既存の治療薬によってもリウマチの勢いを十分に止められない場合、生物学的製剤の導入を考えることになります。
最新のバイオテクノロジーを駆使してつくられた、この生物学的製剤の特徴を簡単にまとめてみると、
・長所:効果がケタ外れに強力。
・短所:高価である。感染症などにより注意が必要。
ということになります。
さて、では現在いくつの製剤があるのでしょうか。2003年に初登場して以来すでに6種類がラインアップされています。
表にまとめますの以下のようになります。
製剤名 | 作用 | 投与法 |
---|---|---|
レミケード | TNFα阻害薬 | 点滴(原則8週毎) |
エンブレル | TNFα阻害薬 | 皮下注(週に1ないし2回) |
アクテムラ | 抗IL-6抗体 | 点滴(4週毎)・皮下注(原則2週毎) |
ヒュミラ | TNFα阻害薬 | 皮下注(2週毎) |
オレンシア | T細胞の調整 | 点滴(4週毎)・皮下注(週1回) |
シンポニー | TNFα阻害薬 | 皮下注(4週毎、1回に2本に増量可) |
シムジア | TNFα阻害薬 | 皮下注(2週毎、4週毎に変更可) |
※レミケードはメトトレキサート(商品名リウマトレックスなど)を併用することが必須条件です。(副作用その他のためにメトトレキサートが使用できない方はレミケードを使用することができません。)
ご覧の通り、点滴製剤が3種類、皮下注製剤が3種類です。皮下注射は簡単にマスターでき、自己注射が可能です。当院の患者さんもほとんどが自己注射で使用しています。

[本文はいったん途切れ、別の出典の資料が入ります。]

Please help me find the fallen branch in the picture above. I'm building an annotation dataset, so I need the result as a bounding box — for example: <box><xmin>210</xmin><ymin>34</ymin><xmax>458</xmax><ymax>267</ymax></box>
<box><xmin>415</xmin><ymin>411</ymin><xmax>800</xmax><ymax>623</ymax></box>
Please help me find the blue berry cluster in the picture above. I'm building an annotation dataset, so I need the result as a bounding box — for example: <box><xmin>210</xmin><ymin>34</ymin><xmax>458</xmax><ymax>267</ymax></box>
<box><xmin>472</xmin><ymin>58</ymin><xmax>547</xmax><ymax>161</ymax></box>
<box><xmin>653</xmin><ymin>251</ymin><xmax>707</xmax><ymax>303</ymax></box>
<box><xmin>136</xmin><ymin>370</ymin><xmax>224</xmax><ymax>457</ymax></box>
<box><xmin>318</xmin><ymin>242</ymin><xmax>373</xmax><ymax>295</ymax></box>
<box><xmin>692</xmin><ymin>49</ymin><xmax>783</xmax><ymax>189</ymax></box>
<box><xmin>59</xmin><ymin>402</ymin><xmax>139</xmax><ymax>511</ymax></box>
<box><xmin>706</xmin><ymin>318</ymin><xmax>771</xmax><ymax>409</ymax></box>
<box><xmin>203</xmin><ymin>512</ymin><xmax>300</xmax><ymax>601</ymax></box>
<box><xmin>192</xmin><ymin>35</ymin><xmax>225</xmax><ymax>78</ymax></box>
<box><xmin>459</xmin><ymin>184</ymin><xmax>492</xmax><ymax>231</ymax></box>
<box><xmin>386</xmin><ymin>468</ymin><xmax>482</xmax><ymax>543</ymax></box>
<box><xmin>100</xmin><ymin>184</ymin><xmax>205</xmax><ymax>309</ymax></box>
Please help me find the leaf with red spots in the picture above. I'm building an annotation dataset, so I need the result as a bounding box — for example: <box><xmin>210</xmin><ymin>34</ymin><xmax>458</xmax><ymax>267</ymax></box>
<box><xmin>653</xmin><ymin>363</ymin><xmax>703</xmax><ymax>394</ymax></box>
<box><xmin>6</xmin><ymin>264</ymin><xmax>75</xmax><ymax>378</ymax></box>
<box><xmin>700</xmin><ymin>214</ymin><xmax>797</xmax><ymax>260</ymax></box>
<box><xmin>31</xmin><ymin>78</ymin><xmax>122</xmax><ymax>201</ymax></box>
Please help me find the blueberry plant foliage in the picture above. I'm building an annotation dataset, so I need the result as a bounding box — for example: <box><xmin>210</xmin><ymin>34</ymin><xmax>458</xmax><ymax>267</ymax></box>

作用の違いによる効果の違いはほとんどないといってよいでしょう。
薬剤費についても大きな違いはなく、3割負担の方で概ね4万円近くになります。従来の医療費に4万円弱上乗せされるということです。
この表を漠然と眺めてもなかなかどれを使いたいか答えは出ないと思います。考えるヒントとしては、自己注射が可能か否か、できない場合は頻回の通院が可能か否か、点滴の場合は間隔がどのくらいが良いのか、そのあたりで大方の目安をつけ、あとは医師と相談の上きめてください。